Smurfit Kappa has confirmed its results for the full year ending 31 December 2021. The report shows a revenue growth of 18% and EBITDA growth of 13% to €1,702m with an EBITDA margin of 16.8%.
Tony Smurfit, Group CEO, commented, “I am happy to report that Smurfit Kappa has delivered another excellent performance in 2021. This was particularly pleasing as the year was characterised by unprecedented cost inflation. Full year EBITDA was €1,702 million, an increase of 13% on 2020, with an EBITDA margin of 16.8%. This performance demonstrates the strength of the integrated model, the quality of our business, our operational efficiency and increasing geographic and product diversity.
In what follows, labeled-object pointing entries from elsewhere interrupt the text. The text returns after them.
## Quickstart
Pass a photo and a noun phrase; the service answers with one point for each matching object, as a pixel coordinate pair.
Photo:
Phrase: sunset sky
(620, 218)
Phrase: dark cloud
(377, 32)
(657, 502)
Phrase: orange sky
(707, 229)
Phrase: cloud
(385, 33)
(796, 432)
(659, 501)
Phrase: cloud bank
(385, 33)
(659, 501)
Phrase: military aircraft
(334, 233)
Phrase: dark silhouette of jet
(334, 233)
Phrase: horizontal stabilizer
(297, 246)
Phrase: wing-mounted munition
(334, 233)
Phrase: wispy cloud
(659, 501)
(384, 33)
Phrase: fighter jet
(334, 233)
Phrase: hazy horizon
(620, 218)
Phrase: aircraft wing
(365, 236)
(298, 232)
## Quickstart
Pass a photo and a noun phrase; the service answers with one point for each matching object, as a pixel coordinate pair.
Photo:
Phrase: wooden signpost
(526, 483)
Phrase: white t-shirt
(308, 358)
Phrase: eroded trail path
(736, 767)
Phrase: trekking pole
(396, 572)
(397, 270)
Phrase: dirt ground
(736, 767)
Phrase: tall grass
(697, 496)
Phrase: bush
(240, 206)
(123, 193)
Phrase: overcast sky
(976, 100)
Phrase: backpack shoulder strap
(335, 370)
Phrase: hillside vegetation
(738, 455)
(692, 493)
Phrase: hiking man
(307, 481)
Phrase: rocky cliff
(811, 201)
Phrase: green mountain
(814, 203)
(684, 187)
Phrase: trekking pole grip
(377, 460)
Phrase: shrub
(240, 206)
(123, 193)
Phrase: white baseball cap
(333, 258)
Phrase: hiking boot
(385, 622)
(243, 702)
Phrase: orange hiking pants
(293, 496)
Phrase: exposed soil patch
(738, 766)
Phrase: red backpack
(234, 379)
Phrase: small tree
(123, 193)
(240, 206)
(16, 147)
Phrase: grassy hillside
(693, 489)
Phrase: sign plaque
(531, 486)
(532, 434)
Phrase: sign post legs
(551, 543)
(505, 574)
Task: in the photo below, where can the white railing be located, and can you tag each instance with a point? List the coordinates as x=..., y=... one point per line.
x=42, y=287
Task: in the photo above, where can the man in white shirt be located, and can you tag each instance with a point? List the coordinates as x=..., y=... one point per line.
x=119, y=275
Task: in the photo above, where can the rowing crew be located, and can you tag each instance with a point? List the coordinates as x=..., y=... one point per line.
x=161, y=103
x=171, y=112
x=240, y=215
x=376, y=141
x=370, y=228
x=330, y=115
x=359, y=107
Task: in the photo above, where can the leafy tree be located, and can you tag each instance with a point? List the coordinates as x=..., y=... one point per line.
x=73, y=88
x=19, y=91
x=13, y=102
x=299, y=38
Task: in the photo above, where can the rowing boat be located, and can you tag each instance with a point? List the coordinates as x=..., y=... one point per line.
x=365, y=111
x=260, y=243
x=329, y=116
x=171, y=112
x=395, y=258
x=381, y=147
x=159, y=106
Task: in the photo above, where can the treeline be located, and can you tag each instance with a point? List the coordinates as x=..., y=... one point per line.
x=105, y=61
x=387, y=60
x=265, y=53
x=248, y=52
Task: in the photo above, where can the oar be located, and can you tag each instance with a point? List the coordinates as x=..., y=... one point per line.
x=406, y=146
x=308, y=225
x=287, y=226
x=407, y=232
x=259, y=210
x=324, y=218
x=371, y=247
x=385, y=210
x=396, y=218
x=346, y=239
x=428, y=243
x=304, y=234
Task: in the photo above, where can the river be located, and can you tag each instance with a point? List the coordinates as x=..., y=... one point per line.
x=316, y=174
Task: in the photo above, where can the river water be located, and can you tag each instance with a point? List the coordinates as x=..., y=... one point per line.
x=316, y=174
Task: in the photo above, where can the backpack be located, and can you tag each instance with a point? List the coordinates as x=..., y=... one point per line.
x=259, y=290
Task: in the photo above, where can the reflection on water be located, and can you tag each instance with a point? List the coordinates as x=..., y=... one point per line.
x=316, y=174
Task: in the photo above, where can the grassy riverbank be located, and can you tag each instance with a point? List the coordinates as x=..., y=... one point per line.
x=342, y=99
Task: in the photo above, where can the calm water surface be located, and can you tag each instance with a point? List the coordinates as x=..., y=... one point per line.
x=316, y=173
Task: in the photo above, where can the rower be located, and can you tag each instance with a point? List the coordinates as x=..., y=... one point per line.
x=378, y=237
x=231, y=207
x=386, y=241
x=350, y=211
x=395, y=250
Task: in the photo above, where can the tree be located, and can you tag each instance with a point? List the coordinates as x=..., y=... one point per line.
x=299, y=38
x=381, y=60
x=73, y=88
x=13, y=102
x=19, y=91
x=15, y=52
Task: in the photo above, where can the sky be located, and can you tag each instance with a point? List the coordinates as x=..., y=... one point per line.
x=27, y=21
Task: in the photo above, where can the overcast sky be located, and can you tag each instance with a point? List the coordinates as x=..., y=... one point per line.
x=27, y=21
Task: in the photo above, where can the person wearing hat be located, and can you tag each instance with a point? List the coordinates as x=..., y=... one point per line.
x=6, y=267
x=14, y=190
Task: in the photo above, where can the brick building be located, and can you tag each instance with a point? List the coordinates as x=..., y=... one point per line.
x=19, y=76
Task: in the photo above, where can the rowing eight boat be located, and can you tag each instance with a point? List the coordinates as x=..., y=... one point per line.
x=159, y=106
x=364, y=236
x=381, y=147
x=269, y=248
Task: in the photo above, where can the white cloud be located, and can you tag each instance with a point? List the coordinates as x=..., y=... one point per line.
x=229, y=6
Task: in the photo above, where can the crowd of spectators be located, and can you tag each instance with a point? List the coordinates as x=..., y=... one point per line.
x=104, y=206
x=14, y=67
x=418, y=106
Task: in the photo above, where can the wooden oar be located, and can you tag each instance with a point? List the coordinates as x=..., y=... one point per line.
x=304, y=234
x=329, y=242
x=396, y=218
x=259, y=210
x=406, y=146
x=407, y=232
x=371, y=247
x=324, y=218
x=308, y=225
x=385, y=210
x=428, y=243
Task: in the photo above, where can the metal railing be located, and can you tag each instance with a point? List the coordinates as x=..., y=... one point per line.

Over the last number of years, the Group has made significant investments enabling us to meet our customers’ need for resilience, ensuring they have security of supply and access to the most innovative, sustainable packaging solutions.
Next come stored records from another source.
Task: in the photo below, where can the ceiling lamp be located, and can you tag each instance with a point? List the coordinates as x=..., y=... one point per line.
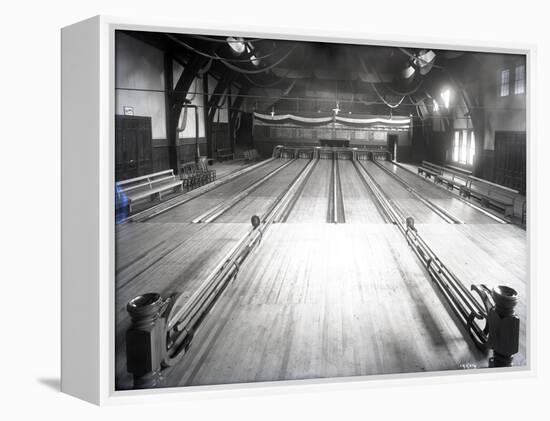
x=255, y=61
x=408, y=72
x=236, y=44
x=446, y=97
x=425, y=61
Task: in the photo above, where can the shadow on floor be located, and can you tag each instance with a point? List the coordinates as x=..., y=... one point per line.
x=52, y=383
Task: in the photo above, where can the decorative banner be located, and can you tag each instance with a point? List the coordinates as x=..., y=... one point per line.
x=350, y=121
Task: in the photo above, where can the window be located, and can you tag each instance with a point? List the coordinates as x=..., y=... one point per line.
x=456, y=146
x=436, y=106
x=504, y=82
x=472, y=149
x=464, y=147
x=446, y=96
x=519, y=85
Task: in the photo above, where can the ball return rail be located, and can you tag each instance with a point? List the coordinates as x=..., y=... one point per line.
x=488, y=315
x=162, y=327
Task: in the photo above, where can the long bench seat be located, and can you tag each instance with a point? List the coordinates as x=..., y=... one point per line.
x=429, y=170
x=149, y=186
x=224, y=153
x=489, y=193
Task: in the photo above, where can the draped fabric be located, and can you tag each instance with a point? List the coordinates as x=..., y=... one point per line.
x=325, y=119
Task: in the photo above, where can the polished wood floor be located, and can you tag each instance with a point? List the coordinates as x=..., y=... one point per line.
x=317, y=299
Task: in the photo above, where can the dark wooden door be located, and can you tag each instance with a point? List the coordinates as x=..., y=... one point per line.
x=133, y=147
x=510, y=160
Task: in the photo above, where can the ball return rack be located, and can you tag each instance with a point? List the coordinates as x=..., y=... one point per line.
x=489, y=318
x=162, y=328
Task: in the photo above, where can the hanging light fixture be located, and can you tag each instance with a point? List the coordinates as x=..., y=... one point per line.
x=425, y=61
x=236, y=44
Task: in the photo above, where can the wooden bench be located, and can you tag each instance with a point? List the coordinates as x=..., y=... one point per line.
x=489, y=193
x=430, y=170
x=149, y=186
x=251, y=155
x=223, y=154
x=453, y=177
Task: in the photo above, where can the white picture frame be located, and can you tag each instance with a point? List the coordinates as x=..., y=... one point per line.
x=88, y=210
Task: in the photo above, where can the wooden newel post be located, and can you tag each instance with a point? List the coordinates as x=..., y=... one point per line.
x=503, y=326
x=144, y=339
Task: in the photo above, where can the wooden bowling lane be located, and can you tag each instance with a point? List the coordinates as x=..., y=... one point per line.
x=440, y=196
x=406, y=202
x=326, y=300
x=258, y=202
x=491, y=254
x=312, y=205
x=190, y=210
x=178, y=257
x=359, y=204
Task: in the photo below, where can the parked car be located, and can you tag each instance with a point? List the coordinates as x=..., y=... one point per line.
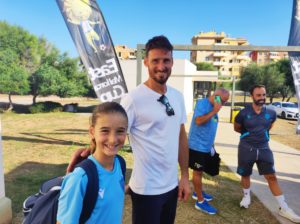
x=286, y=110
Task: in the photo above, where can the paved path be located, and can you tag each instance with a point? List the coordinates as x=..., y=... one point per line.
x=287, y=165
“A key differentiating factor for SKG has always been our people and in a world of significant supply constraints, I am incredibly proud of how our 48,000 employees have responded to ensure our customers’ needs were met and indeed, continue to be met as we begin 2022.
“Driven by a number of long-term secular trends, we are reporting corrugated growth of 8%. This growth is a clear indication that paper-based packaging, renewable, recyclable and biodegradable, is the choice of our customers and the end consumer versus less sustainable alternatives.
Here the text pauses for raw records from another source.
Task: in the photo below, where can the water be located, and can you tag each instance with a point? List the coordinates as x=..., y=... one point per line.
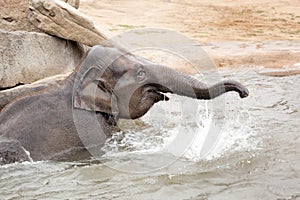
x=257, y=154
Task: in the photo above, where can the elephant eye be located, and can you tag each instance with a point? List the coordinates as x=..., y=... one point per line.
x=141, y=75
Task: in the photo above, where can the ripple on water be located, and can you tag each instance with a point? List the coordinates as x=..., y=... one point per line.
x=256, y=156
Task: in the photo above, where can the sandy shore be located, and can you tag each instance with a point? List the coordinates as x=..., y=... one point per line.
x=265, y=33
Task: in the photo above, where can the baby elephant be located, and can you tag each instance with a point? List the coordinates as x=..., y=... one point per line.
x=107, y=86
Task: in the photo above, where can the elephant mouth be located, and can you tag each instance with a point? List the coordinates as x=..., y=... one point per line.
x=156, y=92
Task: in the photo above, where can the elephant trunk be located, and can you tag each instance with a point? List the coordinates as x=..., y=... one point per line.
x=185, y=85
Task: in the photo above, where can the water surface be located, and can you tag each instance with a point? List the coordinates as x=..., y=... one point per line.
x=257, y=154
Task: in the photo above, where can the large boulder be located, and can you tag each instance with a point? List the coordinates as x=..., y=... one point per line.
x=13, y=15
x=30, y=56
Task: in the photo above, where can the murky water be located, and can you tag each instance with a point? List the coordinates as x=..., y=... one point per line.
x=257, y=154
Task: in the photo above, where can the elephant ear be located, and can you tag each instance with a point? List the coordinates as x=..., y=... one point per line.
x=95, y=94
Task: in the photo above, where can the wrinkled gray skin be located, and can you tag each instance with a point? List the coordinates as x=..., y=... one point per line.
x=107, y=83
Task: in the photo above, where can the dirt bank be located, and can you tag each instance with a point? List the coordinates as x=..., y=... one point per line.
x=213, y=23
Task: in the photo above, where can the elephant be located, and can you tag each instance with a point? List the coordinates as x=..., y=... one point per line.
x=108, y=84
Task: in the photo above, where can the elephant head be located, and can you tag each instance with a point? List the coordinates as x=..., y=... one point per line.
x=127, y=86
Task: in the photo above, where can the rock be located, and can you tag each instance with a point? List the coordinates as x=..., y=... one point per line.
x=7, y=96
x=60, y=19
x=29, y=56
x=13, y=15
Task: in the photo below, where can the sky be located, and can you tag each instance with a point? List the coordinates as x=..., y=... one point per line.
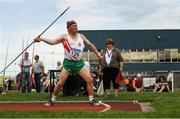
x=23, y=20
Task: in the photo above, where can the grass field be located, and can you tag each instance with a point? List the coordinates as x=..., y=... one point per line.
x=167, y=105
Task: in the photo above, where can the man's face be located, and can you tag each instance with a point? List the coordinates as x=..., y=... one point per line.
x=73, y=28
x=109, y=46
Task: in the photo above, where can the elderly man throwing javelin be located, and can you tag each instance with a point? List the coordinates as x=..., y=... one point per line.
x=73, y=43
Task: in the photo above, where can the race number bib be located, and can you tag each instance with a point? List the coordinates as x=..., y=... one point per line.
x=75, y=52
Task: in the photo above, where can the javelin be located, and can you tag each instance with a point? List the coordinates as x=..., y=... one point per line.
x=33, y=41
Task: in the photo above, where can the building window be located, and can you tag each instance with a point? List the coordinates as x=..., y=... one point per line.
x=150, y=55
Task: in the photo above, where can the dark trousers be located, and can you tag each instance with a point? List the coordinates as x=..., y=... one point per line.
x=37, y=77
x=26, y=82
x=110, y=74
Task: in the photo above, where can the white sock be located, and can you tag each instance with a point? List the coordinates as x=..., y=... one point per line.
x=91, y=97
x=53, y=98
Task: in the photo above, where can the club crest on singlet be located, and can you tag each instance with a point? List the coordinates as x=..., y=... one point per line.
x=73, y=48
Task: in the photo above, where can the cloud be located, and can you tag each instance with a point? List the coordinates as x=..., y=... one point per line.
x=126, y=14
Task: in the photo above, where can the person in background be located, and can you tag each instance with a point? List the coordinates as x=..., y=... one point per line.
x=25, y=65
x=38, y=71
x=137, y=83
x=111, y=65
x=161, y=85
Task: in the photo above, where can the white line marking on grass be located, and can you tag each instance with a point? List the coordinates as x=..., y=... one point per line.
x=108, y=107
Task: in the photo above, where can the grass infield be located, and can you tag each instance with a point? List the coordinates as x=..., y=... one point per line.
x=166, y=105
“As noted above, 2021 was characterised by significant and unprecedented cost inflation. These costs, particularly in energy, recovered fibre and other categories of raw materials, remain at elevated levels. We expect to continue to recover these costs, with margin improvement, as we progress through 2022.
“Both our European and Americas businesses delivered excellent performances in the year. Our European business recorded EBITDA of €1,302m with an EBITDA margin of 16.6% while our Americas business recorded EBITDA of €441m with an EBITDA margin of 19.5%.
“Key to the performance of Smurfit Kappa over recent years has been to invest both organically and through acquisitions to meet growing customer demand for innovative and environmentally sustainable packaging solutions. In 2021, we approved 82 new converting machines and seven new corrugators in our operations across Europe and the Americas. We also approved material investments in our paper system to increase efficiency and capacity and to meet our ambitious sustainability targets.
“In early October, we completed the acquisition of a recycled containerboard mill in Italy with a capacity of 600,000 tonnes. This acquisition provides additional security of supply to our customers. In our Americas region, we continued our geographic expansion through acquisitions in Mexico and Peru. Our continuing, customer-led investment in converting assets, the most significant within the industry, together with our Verzuolo mill, will sustain a clear competitive advantage for Smurfit Kappa.
“In September, we launched our Green Finance Framework, under which we issued our dual tranche inaugural green bonds, comprising €500m eight-year bonds with a coupon of 0.5% and €500m 12 year bonds with a coupon of 1%. Sustainability has always been at the core of our operations and is now embedded within our capital structure.
“In December, the Group received approval from SBTi for our emissions targets. These targets are not only in line with the Paris Agreement but also industry leading and a further sign of SKG’s leadership in sustainability. That leadership not only extends through the products we make and how we make them but through the work we do in the communities in which we operate.”
He concludes, “As we begin the year, current trading is strong and our integrated paper and packaging system remains effectively sold out. We continue to see significant opportunities across our geographic footprint and as such, we are investing to build a platform for durable growth to meet customer demand. I am proud of how Smurfit Kappa continues to deliver across all performance measures and reflecting that confidence and the ever increasing strength of and prospects for the business, the Board is recommending a 10% increase in the final dividend to 96.1 cent per share.”